What are the legal protections?
The Genetic Information Nondiscrimination Act (GINA) is a long-awaited piece of federal legislation prohibiting the use of genetic information in health insurance coverage decisions or employment. This legislation prohibits insurance companies from determining health insurance eligibility or premiums based on genetic test results or family history. In addition, GINA prohibits employers from using genetic information in decisions regarding employment, compensation, conditions or privileges of employment. For more information, see Hudson et al. New England Journal of Medicine 358: 2661-63, 2008.
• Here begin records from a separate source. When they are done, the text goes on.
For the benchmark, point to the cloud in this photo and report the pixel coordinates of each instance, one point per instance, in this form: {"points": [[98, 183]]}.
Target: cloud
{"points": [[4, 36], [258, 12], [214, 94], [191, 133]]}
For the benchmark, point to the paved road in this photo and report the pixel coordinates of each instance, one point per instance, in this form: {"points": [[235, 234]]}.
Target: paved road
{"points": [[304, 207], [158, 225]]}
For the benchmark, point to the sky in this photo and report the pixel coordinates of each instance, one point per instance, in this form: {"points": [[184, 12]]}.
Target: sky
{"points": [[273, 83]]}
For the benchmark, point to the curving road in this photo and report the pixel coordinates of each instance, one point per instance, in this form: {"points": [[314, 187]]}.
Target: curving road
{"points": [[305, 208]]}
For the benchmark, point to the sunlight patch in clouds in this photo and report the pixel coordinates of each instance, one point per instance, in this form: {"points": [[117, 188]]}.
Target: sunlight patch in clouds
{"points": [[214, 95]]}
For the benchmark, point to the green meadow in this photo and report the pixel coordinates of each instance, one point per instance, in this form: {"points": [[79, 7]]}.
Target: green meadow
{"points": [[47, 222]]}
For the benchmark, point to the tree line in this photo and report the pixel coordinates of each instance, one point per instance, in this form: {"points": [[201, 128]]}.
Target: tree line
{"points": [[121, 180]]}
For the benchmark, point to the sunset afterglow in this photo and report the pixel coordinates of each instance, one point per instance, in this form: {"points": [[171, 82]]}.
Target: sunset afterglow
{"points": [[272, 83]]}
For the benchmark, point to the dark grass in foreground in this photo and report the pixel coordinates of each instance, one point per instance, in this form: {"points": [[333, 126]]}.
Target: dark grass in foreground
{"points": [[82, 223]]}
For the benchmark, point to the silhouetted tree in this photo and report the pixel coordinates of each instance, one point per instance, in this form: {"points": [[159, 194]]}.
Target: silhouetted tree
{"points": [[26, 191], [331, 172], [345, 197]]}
In August 1996, HIPAA was signed into law, expressly stating that people who are covered by a group health insurance policy of 50 or more individuals by their employer may not be denied a similar policy due to genetic information or other pre-existing conditions when they change jobs. This law was a first step in providing federal protection against genetic status discrimination. However, it does not protect self-employed individuals or those working for small employers, so the more comprehensive GINA was later passed.
At the state level, California law prohibits prepaid health care plans, self-funded/self-insured employer/employee welfare benefit plans, nonprofit hospital service plans, and life and disability income insurance companies from discrimination based on genetic characteristics to persons unaffected by a genetic-related disorder. Genetic characteristics are defined as a family history of genetic disorders or gene alterations causing or increasing the risk of a disease or disorder.